Cette petite mission n’aura duré que 2 semaines. Elle aura demandé des connaissances très spécifiques, et constitué une expérience exceptionnelle pour un jeune officier. Mais au final, elle ne constitue qu’une petite facette du savoir-faire des cadres des Troupes de Marine. Mes tribulations me vaudront d’en connaître cinquante autres, totalement différentes, sollicitant d’autres ressorts, d’autres langues, d’autres sensibilités, d’autres savoir-faire, qui me permettront de côtoyer des hommes honnêtes, généreux, intrépides parfois, courageux souvent. L’arme des Troupes de Marines, hormis ce qu’en a dit Lyautey, tire sans cesse les hommes vers le haut et leur offre une incommensurable richesse culturelle en retour.

LEXIQUE

Layonneur : soldats chargés de créer la trace en forêt, grâce au coupe-coupe et au  topofil.
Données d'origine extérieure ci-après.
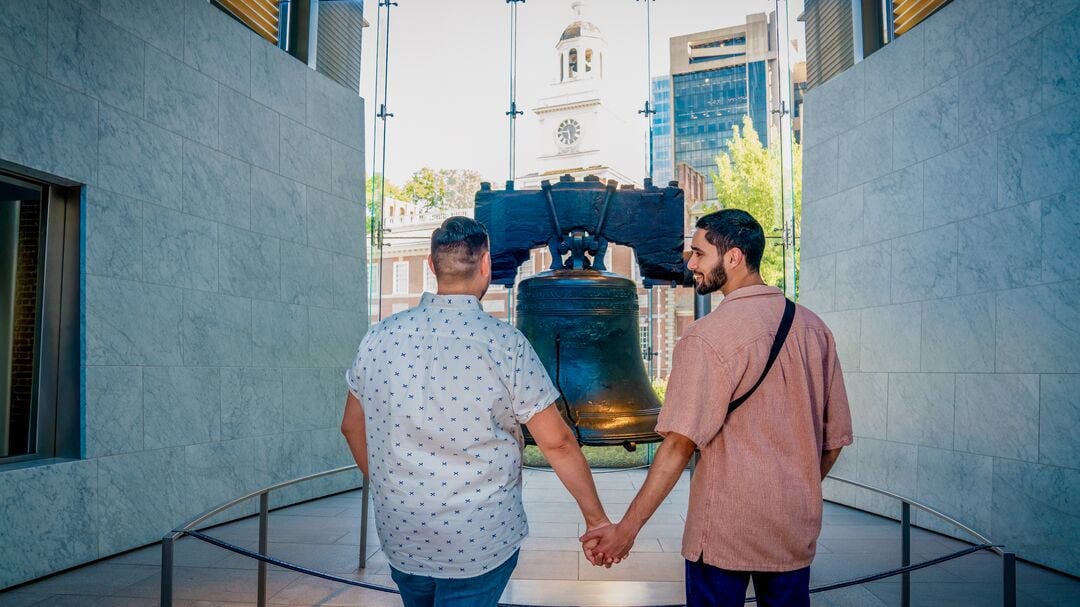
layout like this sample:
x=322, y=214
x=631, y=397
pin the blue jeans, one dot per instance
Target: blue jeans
x=481, y=591
x=707, y=585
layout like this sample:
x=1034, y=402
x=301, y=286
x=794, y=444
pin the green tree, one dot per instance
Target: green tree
x=443, y=188
x=747, y=177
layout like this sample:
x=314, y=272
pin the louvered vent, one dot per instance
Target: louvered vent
x=340, y=28
x=828, y=39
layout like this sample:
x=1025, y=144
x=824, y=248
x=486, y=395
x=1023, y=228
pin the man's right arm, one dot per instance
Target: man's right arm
x=561, y=448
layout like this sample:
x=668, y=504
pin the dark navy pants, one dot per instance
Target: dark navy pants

Dégrad : embarcadère /débarcadère naturel ou artificiel en pente, en bordure des fleuves et rivières guyanais.

Takari-man : vigie assise à l’avant de la pirogue, qui annonce les obstacles, et de sa perche de trois mètres sonde les fonds et écarte le nez de la pirogue des obstacles.

Crique : petite rivière guyanaise.

Bossman : motoriste.

Couac : manioc grillé en petites boules.

Maïpouri : nom guyanais du tapir.

Feuillées : WC de campagne, d’une grande rusticité.

Takari : perche servant à sonder les fonds, repousser la pirogue des obstacles, à la propulser.